Not sure what I want the college lawyer and his colleagues to know — they are a constant presence on this road, my everyday readers. (Hi Vin!)
In the quiet time on the blog, I have been super busy other ways. About every other day, concerned that my life cannot only be about me, I see what I can do to help someone else. Examples? There was a persistent racial incident at a local store, and a store manager (Puerto Rican) who I knew could listen. I talked to him. I have a dear friend who had something go wrong and it was a mistake causing his problems, so I suggested how to get at the root. Next door to me, a neighbor was in foreclosure, and her house is being cleared out and she was hospitalized through almost all this time. So I went next door and found all the phone numbers on the windows that contractors and Fannie Mae leave on windows and I called. They stopped. They will wait for this lady to get her things. (She does not want the house, just a few things in the house.) Whenever I feel my life is too much about me, I do a check and make sure I do something that helps someone else. It grounds me. It changes my focus…

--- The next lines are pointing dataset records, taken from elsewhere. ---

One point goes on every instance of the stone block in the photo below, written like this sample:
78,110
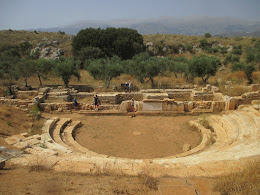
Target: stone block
21,145
186,147
155,96
47,109
254,87
152,106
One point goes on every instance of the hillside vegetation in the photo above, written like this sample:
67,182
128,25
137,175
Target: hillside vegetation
174,44
168,59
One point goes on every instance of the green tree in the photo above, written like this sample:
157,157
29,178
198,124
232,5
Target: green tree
66,68
253,54
207,35
204,44
42,68
88,53
204,67
177,65
121,42
26,68
231,59
25,48
248,69
237,50
223,50
8,60
137,66
105,69
153,66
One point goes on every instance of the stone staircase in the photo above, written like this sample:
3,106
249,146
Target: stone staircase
235,137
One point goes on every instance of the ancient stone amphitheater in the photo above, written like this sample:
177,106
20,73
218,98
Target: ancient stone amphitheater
234,136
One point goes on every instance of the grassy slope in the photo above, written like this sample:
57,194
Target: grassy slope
16,37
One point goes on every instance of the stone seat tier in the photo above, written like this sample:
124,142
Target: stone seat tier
237,136
58,130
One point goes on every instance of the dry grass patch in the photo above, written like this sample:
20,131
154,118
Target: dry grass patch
245,182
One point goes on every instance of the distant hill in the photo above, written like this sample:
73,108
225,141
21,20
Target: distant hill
168,25
243,34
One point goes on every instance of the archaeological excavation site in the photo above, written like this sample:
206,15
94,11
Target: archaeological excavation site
181,132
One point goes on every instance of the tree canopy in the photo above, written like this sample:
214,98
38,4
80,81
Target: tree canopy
66,68
97,43
204,67
105,69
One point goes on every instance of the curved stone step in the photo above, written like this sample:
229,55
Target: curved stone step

And me? Among all the details about selling property and buying a house in Worcester (my plans)….., I stopped into places nearby to check in, visited and remembered. So, there I am in a cemetery in Watervliet, NY at the graves of my Irish people in the anniversary week Grandma Kate died and Aunt Spunky died. Grandpa is there too, and a whole bunch of people related to me for centuries.
And I could not find them! I remembered you always see other graves that sound like ours, and you see them more prominently. But we are plaques on the ground, the kind you can walk over and get completely buried in snow and probably have grass over them. I couldn’t find them, and I stopped trying after calling my sister for better directions. They’ll be here next time, I said.
So I’m there, with my dogs in the car in the shade after a long walk, and I sit on a grassy hill by myself and I call my friend Maureen, a Holy Cross alum two years ahead of me. I called Maureen from St. Agnes cemetery…. I had not talked to her in years. It was like all was present and just continuing on…. Maureen!!! I told her all about the past and current Jesuit crap and the retaliation from Philip Boroughs, SJ, the only Holy Cross Jesuit who retaliates. I told her about the cemetery…. And she shared her experiences, a brother with a sudden diagnosis of a certain death from an incurable illness, and her best friend, a Jesuit priest, being screwed over at Boston College by the rector of the Jesuit community.
Without having to say it, being with Maureen on the grassy hill at the cemetery, I knew I had many gifts from Holy Cross. I know those blessings are wide and deep and interconnected with many people I know and people I didn’t meet yet…. It will be good to be in Worcester and start my life there after three years of traveling…..
After I talked to Maureen, I drove home and located a cd I knew I had: Missa Gaia (Earth Mass) recorded at the Cathedral of St. John Divine in NYC. There’s a song on the cd that I loved when Maureen first told me about it, and I knew it again when I heard it a couple days ago.
I didn’t yet find the right video on youtube, but this is a video with the original music recording from 1982 which is the same on my cd. Skip the video, just listen:
If anyone else noticed, yes — this is the wordiest post since my introduction and I don’t care. It fits this time.